17yo Mollymook shark bite victim reportedly stabbed shark with spear to scare it off. http://t.co/jBXn8xJnUt #9News pic.twitter.com/O3y7NMtCP2
— Nine News Sydney (@9NewsSyd) January 16, 2015
Authorities closed the nearest section of beach after the attack, though the 2015 Stramit NSW Country Surf Life Saving Championships were also being held at Mollymook at the time, according to 9 News. Despite the nearby attack, authorities asserted there was no need to cancel the event.
Though not normally dangerous to humans, wobbegong sharks are capable of delivering a quick and powerful attack, as the Inquisitr has previously reported. Police are investigating whether or not the shark was provoked before it struck out at Smith.
Spotted wobbegong http://t.co/sg3Rdrjar9 pic.twitter.com/zlVHnKH9Ov
— Amazing Animals (@endangeredbot) January 15, 2015
Aside from the wobbegong, other sharks have been sighted in the area around Mollymook recently.
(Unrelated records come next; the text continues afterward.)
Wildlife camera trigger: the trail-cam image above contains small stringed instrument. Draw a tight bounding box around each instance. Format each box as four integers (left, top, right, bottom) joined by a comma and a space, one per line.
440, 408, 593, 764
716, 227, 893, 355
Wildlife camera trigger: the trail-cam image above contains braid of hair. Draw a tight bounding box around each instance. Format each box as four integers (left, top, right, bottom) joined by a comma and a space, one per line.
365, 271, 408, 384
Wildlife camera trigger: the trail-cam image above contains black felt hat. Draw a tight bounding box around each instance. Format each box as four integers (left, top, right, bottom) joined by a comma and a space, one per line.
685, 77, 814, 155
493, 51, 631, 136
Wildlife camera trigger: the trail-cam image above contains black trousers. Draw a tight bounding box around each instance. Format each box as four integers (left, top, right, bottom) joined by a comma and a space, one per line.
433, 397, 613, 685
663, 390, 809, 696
Sisinni related that he had spotted a bronze whaler shark, roughly the same size as the one that attacked his friend, while witness Mark Brayne had a closer run-in with an unknown shark last week.
“I didn’t think anything of it at the time, but then I speared a fish and came back up and was in the process of loading my gun again and I felt something pull quite hard on my buoy line and I looked back in the water and I could just see this big splash, crazy splashing around,” he recalled. “Then my gun and my buoy line just got ripped out of my hands and I watched them disappear.”
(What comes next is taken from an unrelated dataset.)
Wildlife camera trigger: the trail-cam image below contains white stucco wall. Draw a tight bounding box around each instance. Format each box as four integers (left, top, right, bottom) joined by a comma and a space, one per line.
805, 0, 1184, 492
Dolphin-eating sharks close Aussie beaches for 7th day http://t.co/M01HOhrdis pic.twitter.com/lX0vVmGftM
— Mashable (@mashable) January 16, 2015
The incident comes amid a week when other New South Wales beaches have been closed due to the presence of large sharks, and just a day after footage emerged of an unidentified shark, thought to be a tiger, attacking and killing a dolphin off Newcastle’s Burwood beach.